Indicó además que aparte de la falta de voluntad política, esto es un reflejo de la carencia de recursos  para mejorar la infraestructura de esos recintos, ya que la certificación representa un alto costo.

“Las garantías GES fueron aprobadas en el año 2004, pero su reglamento sólo estuvo listo en el 2009 (…). Esto ocurrió, en parte, porque la Ministra de Salud de ese entonces, María Soledad Barría, no creía en la acreditación y dijo que en su mandato no se iban a aprobar los estándares y así ocurrió”.

Inostroza proyectó que el nuevo plazo establecido para el 2016 —para que estén acreditados todos los establecimientos de salud del país, porque son 2.400 y recién van 92— no se cumplirá. “Hoy el diagnóstico que se puede hacer, grosso modo, es que el déficit en infraestructura sectorial, tanto para regularizar la autorización sanitaria como para reponer los hospitales y su equipamiento, es del orden de 7 mil millones de dólares. En el mejor de los casos, si la promesa de la Presidenta Bachelet de invertir mil millones de dólares anuales se cumple, la meta no se conseguirá antes del año 2021, no porque ella no quiera, sino por incapacidad en la gestión”.

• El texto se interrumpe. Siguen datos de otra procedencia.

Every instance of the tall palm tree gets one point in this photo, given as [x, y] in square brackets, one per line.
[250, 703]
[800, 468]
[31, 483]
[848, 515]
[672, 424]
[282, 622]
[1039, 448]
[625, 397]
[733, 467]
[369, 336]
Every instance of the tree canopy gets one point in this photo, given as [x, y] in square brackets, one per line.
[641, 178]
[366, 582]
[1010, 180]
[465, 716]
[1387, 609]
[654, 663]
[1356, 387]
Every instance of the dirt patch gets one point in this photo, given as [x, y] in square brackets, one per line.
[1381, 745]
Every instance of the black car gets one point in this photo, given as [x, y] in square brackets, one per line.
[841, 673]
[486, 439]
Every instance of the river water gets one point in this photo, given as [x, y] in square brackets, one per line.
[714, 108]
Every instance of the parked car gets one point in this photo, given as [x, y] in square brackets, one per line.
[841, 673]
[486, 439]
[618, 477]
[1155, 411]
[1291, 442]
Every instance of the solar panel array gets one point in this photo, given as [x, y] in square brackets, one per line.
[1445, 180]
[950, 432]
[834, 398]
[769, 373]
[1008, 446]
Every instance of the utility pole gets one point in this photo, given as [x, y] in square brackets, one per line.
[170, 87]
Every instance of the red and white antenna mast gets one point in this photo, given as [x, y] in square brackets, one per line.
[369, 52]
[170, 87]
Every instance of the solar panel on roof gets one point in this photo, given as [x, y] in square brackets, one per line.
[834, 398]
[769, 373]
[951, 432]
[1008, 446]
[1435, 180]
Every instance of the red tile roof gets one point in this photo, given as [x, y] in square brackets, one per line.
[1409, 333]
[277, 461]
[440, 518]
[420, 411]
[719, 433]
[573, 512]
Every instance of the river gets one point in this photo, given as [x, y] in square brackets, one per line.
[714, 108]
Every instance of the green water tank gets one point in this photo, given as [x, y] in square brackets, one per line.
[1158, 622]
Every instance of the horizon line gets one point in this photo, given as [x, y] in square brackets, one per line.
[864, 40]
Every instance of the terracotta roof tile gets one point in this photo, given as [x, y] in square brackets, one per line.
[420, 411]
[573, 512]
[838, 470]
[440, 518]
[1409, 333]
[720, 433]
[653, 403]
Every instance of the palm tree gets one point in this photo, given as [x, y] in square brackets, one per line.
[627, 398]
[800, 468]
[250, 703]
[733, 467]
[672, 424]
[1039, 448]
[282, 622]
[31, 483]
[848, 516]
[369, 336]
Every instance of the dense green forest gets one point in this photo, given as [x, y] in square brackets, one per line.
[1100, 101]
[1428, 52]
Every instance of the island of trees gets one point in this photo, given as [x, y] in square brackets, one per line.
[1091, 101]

Entre los años 2010 y 2014, sólo se ha logrado acreditar a 47 de un universo total de 108 establecimientos de alta complejidad.

La situación preocupa a las autoridades, por lo que hace algunos días se informó que se extendió el plazo, hasta 2016, para cumplir el trámite. Asimismo, expertos del Ministerio y de la superintendencia de Salud crearon una mesa de trabajo para el tema.

Así lo anticipó el intendente de prestadores de la Superintendencia de Salud, Enrique Ayarza, en la reunión que sostuvo ayer con representantes de centros de salud privado y público, que fue organizada por la Fundación Pro Acceso.

Según explicó, “las autoridades del Ministerio de Salud quieren dar respuesta a este tema, fijando incentivos concretos, reales y sensibles para los recintos de salud públicos y privados. Las propuestas analizadas hasta el momento apuntan a incentivos económicos como el pagar un precio diferenciado por día cama entre los prestadores acreditados y los que no cuenten con dicha certificación”.

Otra medida es la implementación de cursos sobre atención de los pacientes. “Estamos elaborando cursos online para reforzar los contenidos del modelo de calidad y acreditación en Chile, porque los funcionarios de la salud no tienen la capacitación suficiente y eso hay que abordarlo fuertemente”.

Según Ayarza, “el Gobierno tiene la esperanza de establecer la obligatoriedad de la acreditación para los prestadores de salud, en el nuevo Decreto GES que ingresará a Contraloría en enero de 2016, para su entrada en vigencia en junio de ese mismo año”.